Merilas 532 shortpulse, Merilas 577 shortpulse, Merilas 810 shortpulse
K-Number: K231011 · 2023-09-12
ApplicantMeridian AG
Decision Date2023-09-12
Product CodeHQF
Advisory CommitteeOP
DecisionSubstantially Equivalent
Device Summary
Merilas 532 shortpulse, Merilas 577 shortpulse, Merilas 810 shortpulse is a medical device manufactured by Meridian AG. It received FDA 510(k) clearance on 2023-09-12 under approval number K231011. The device is classified under product code HQF. It was reviewed by the OP advisory panel. FDA Decision: Substantially Equivalent.
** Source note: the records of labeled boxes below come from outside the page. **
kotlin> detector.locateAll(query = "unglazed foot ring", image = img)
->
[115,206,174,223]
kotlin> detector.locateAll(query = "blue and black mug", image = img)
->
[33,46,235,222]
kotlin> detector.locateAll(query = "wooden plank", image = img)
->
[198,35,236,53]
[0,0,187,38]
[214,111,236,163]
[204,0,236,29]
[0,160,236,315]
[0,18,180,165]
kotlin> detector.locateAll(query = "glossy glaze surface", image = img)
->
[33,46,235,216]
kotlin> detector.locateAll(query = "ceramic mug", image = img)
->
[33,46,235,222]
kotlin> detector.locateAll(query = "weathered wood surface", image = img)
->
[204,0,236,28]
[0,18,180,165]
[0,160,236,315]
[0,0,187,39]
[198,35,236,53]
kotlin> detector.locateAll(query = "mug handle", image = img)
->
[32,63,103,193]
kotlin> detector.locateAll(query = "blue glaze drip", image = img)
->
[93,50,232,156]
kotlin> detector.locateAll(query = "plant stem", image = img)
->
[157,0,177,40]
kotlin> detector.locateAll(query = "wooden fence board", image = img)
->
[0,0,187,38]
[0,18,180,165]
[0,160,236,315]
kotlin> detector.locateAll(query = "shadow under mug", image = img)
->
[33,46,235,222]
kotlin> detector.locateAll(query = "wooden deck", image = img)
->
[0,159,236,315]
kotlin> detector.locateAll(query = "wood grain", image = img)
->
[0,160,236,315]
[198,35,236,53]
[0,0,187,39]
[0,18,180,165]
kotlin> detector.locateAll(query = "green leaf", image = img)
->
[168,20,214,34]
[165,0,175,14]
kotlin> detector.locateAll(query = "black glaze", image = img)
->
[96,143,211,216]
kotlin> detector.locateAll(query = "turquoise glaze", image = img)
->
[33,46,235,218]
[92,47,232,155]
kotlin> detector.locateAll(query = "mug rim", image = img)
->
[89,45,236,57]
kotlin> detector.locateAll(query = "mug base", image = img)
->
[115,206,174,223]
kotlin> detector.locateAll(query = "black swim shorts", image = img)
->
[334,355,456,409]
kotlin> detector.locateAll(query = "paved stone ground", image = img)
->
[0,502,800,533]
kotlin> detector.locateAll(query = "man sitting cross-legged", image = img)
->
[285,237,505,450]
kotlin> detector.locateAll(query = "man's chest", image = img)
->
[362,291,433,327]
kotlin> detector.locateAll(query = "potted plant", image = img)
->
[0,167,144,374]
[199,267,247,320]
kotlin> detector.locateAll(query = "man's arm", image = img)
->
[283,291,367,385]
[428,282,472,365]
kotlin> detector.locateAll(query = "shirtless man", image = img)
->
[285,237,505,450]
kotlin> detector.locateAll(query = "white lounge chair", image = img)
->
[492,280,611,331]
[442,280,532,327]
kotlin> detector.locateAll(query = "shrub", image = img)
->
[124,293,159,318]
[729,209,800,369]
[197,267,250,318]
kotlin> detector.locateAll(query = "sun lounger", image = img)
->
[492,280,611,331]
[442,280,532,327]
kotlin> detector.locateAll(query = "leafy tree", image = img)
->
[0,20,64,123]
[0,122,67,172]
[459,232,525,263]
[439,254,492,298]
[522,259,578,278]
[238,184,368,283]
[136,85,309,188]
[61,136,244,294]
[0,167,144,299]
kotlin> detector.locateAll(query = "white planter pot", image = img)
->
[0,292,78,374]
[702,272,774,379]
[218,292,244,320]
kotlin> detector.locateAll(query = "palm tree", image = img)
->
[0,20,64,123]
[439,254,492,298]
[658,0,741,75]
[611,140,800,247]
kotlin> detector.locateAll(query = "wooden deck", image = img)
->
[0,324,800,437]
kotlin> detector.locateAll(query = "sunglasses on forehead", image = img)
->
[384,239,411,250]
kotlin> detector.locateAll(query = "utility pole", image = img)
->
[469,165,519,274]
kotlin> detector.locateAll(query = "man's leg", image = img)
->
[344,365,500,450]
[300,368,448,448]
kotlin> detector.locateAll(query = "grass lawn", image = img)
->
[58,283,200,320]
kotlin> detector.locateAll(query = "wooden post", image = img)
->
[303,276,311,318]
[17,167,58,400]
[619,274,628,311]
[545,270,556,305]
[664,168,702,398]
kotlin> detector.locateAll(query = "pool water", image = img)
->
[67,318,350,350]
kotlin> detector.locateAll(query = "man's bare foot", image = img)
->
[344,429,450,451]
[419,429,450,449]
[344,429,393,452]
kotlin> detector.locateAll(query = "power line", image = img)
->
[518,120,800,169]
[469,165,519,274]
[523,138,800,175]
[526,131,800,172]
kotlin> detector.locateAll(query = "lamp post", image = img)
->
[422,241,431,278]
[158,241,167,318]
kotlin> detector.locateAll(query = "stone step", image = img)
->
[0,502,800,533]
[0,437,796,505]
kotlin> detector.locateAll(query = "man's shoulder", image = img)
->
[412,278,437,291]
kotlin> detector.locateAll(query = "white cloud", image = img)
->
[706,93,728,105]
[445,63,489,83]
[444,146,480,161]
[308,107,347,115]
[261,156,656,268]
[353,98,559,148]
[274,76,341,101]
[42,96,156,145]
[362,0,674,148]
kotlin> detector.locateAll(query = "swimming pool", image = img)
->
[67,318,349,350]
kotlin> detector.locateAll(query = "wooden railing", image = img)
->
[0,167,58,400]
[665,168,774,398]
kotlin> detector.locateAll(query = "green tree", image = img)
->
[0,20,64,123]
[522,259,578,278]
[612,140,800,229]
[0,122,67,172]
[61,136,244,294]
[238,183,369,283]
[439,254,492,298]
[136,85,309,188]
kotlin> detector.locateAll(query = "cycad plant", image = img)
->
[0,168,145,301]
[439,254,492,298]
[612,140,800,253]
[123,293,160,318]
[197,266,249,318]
Frequently Asked Questions
What is the Merilas 532 shortpulse, Merilas 577 shortpulse, Merilas 810 shortpulse?
Merilas 532 shortpulse, Merilas 577 shortpulse, Merilas 810 shortpulse is a medical device that received FDA 510(k) clearance on 2023-09-12. It is manufactured by Meridian AG. The 510(k) number is K231011.
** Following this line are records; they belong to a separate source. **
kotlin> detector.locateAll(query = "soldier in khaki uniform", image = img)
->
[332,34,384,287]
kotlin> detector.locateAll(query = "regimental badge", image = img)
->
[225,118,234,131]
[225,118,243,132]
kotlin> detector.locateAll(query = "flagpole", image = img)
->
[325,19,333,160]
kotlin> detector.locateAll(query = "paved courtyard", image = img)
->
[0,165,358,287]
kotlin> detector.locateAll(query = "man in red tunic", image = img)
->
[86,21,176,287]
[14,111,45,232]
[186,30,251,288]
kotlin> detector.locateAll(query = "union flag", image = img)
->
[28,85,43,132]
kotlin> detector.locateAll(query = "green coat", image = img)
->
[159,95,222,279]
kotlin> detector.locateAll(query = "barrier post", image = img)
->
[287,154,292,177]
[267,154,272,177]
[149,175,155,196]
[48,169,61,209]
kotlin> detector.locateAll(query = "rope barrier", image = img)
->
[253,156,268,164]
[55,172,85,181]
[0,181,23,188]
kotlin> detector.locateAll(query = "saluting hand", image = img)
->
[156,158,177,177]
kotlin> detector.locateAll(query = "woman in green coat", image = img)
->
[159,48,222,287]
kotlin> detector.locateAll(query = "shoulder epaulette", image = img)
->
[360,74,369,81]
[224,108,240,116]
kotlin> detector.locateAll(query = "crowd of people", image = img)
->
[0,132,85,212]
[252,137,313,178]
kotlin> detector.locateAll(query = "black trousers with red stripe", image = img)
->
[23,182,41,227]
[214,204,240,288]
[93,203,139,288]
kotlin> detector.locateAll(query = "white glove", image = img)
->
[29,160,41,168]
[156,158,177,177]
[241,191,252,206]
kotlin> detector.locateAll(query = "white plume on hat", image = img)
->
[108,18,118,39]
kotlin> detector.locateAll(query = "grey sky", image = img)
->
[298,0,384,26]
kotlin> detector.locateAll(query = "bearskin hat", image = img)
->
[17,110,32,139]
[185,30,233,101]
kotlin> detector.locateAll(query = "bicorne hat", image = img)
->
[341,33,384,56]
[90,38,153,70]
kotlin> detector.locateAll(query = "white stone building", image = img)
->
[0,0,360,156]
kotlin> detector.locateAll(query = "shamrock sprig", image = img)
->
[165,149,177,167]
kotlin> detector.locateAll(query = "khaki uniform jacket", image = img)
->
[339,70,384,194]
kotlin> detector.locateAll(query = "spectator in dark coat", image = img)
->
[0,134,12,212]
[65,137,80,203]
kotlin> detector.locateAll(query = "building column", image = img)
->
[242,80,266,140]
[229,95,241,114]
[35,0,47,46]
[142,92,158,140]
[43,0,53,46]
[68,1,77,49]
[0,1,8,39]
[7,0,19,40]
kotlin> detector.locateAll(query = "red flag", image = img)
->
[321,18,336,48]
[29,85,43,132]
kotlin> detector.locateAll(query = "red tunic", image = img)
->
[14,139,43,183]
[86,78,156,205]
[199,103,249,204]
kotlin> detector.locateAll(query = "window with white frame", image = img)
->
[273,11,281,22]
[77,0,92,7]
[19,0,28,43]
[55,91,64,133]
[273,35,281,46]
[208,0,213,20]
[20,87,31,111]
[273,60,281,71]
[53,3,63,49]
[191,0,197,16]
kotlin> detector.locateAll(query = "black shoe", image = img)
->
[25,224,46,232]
When was Merilas 532 shortpulse, Merilas 577 shortpulse, Merilas 810 shortpulse approved by the FDA?
Merilas 532 shortpulse, Merilas 577 shortpulse, Merilas 810 shortpulse received FDA 510(k) clearance on 2023-09-12, under approval number K231011.
What company makes Merilas 532 shortpulse, Merilas 577 shortpulse, Merilas 810 shortpulse?
Merilas 532 shortpulse, Merilas 577 shortpulse, Merilas 810 shortpulse is manufactured by Meridian AG.
What is the FDA product code for Merilas 532 shortpulse, Merilas 577 shortpulse, Merilas 810 shortpulse?
The FDA product code for Merilas 532 shortpulse, Merilas 577 shortpulse, Merilas 810 shortpulse is HQF.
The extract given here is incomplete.